Figure 6: Visualization of 3D Gaussian point clouds illustrating profound color and opacity deviations correlating with adversarial input perturbations.
Implications and Future Directions
AdvSplat challenges the assumption that feed-forward 3DGS models are robust by design, exposing them to imperceptible adversarial manipulations capable of destroying 3D reconstruction fidelity. The demonstrated black-box effectiveness raises immediate concerns for any application pipeline dependent on third-party input, including web-upload scenarios, simulation-to-real transfer in robotics, and visual mapping in autonomous systems.
Theoretical Implications:
- The results mark a critical security gap: current approaches to large-scale 3D generalization are susceptible to the same adversarial phenomena observed in 2D vision, even in the more complex novel-view synthesis setting.

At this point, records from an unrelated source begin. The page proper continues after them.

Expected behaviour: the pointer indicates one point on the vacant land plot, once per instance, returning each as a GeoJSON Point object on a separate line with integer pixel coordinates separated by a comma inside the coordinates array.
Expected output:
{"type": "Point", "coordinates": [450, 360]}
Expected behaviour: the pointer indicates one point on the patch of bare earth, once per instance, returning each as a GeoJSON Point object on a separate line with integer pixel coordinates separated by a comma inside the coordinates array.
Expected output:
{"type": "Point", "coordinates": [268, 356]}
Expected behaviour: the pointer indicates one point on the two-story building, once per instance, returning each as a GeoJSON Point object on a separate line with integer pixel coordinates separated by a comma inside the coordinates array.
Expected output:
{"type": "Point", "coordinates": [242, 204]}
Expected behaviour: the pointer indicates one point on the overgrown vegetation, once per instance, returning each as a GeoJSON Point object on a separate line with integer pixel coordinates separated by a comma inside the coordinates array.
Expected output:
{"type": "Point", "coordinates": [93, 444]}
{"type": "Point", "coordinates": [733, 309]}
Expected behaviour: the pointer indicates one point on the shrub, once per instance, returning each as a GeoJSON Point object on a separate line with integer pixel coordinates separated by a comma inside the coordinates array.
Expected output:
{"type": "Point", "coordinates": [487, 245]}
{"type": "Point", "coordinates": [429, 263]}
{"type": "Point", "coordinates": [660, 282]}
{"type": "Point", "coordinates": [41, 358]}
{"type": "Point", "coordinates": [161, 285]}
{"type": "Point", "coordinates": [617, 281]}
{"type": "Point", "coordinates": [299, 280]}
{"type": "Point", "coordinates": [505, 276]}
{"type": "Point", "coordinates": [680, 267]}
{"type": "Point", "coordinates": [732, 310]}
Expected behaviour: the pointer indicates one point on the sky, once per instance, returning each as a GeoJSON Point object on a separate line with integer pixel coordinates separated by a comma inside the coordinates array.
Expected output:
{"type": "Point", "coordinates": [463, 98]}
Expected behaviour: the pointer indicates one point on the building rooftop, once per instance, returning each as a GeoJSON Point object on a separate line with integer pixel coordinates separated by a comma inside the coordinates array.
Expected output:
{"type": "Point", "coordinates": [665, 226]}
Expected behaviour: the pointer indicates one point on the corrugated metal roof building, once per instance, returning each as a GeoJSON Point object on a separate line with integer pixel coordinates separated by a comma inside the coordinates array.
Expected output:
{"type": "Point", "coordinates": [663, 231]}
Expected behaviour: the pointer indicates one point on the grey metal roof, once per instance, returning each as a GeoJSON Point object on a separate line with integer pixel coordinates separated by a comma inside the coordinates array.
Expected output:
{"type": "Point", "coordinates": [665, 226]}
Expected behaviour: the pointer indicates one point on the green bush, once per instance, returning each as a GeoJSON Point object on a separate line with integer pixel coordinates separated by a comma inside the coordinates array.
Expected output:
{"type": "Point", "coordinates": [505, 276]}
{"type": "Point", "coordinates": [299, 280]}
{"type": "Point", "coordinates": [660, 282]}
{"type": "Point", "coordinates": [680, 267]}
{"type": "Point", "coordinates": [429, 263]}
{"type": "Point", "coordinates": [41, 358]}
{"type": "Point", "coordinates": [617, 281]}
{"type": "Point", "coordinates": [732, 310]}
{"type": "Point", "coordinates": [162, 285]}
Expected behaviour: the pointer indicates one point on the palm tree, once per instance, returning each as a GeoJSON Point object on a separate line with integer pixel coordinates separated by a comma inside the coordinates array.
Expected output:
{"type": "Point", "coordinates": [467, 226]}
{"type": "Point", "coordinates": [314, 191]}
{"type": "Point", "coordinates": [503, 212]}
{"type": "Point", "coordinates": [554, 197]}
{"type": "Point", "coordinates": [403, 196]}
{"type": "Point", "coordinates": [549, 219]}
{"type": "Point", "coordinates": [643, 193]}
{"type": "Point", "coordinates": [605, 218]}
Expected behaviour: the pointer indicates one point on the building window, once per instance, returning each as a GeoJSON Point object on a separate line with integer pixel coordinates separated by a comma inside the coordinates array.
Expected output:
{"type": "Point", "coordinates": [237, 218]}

- The non-transferability of adversarial perturbations between different 3DGS models suggests that architectural diversity or ensemble strategies may provide limited defense, but gradient-oblivious black-box strategies can still succeed.
Practical Implications:
- Attack queries can be instantiated via simple API calls with no access to model internals, emphasizing the need for robust defense mechanisms wherever inference APIs are exposed.
- Since very low-budget perturbations are effective, relying on trivial input filtering or anomaly detection at the pixel level is insufficient.
Future Directions:
- Research into robustifying 3DGS architectures through adversarial training, architectural regularization, or certified defenses analogous to progress in robust 2D vision is essential.
- The frequency-domain vulnerability of feed-forward 3DGS may motivate hybrid approaches that combine spectral regularization with adversarial defense.
- Understanding the transfer properties (or lack thereof) at the feature and geometry levels can inform models designed for both robustness and generalization.
Conclusion
AdvSplat introduces and exhaustively characterizes the adversarial vulnerability of feed-forward 3D Gaussian Splatting models in the context of generalizable 3D reconstruction. With efficient, query-restricted black-box attacks in the frequency domain, the study conclusively demonstrates that state-of-the-art models remain acutely susceptible to subtle, structured adversarial perturbations with devastating effects on 3D outputs. The findings underscore the pressing need for more robust and security-aware 3D representation learning, and open several new research frontiers for both theoretical and applied machine learning communities.